After doing quite a bit more research, we are interested in using live rock, but I have been told that the filtration system we have would not work well with live rock. I have spent a fair amount of time online trying to determine what makes a filtration system compatible or non-compatible with live rock and haven't really found much information. 

We need something that is as safe as possible to get into and relatively low maintenance. We have no desire to get into coral any time in the near future. 

Any thoughts on how we could best integrate live rock into the system we have or what filtration changes would be needed to support a fish only with live rock tank?

Thanks


----------



## eagleANTH (Jun 26, 2009)

ditch the can filter... the live rock is a natural filter and the wet dry will also assist you in the filtration process. The canister filter also holds in nitrates which may cause a problem down the road. Best possible setup would be a sump with some Macro algae and a skimmer. That way you are pulling your nitrates and other assorted gunk out with the skimmer and macro. At the same time the Macro will suck up needed nutrients for micro algae which will minimize your chances for a major nuisance algae problem. Also I am not sure if you have worked with a canister filter before but they are a real pain to maintenance, they have gaskets that have to be on just right and free of all debris which are plentiful in any aquarium. also if and when it fails you can end up emptying the tank on the floor. this is just my .02 but i am sure there will be others to post as well.


----------



## Perceval (Jan 11, 2010)

From what I am finding, the canister filter is not necessarily incompatible with live rock, but is not really needed if the live rock is functioning properly and the canister can be somewhat of a maintenance pain. Even though we've had a fresh water tank for years, it is amazing how much there is to learn moving to saltwater. 
Thanks for the feedback.


----------



## joejoe1055 (Nov 23, 2009)

you can keep the canister filter on, just keep it cleaned out, lack of cleaning them will add to a nitrate problem in future
maybe just run something like carbon in it

starting fisk only would be great, if u plan on doing reef later, just try get fish that would work in a reef system as well example: clownfish, a tang, grammas, dottybacks, gobies


----------



## Imaexpat2 (Jun 17, 2009)

> After doing quite a bit more research, we are interested in using live rock, but I have been told that the filtration system we have would not work well with live rock. I have spent a fair amount of time online trying to determine what makes a filtration system compatible or non-compatible with live rock and haven't really found much information.

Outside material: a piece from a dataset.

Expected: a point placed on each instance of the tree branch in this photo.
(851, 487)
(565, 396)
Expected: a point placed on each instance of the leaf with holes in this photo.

The reason you cant find any incompatability information is becuase there aint any. Dont know who told you there was but I wouldnt listen to any more advice from them. Live rock is highly desirable as a componet for the filtrations system, in fact its actually prefered whether its a FOWLR or Reef Tank. Some use Live Rock exclusively. While this can work in very lightly stocked tanks with generous amounts of Live Rock I am not yet sold on this being the sole and only way to go for a number of reasons. It will however contribute to a very healthy system that should be a breeze to maintain.

Bio-Balls s%&! They are more trouble than they are worth in my opinion. Snatch them from your canister and replace with Live Rock Rubble, but still continue to monitor your nitrates closely in the tank. The Bio Balls work great for a while but once they get coated in gunk quickly lead to high nitrate issues as you will also experience if you slack on maintaining your canister filter.



> Any thoughts on how we could best integrate live rock into the system we have or what filtration changes would be needed to support a fish only with live rock tank?



Yeah, just pick out some nice interesting pieces of pourous live rock and add it to the tanks aquascape and call it done. Personally I think you would have been better served with a sump type filtration system. But that is something you can later add at a more convienent time if you so desire. The sump system would be far superior to any other type in my experience.


----------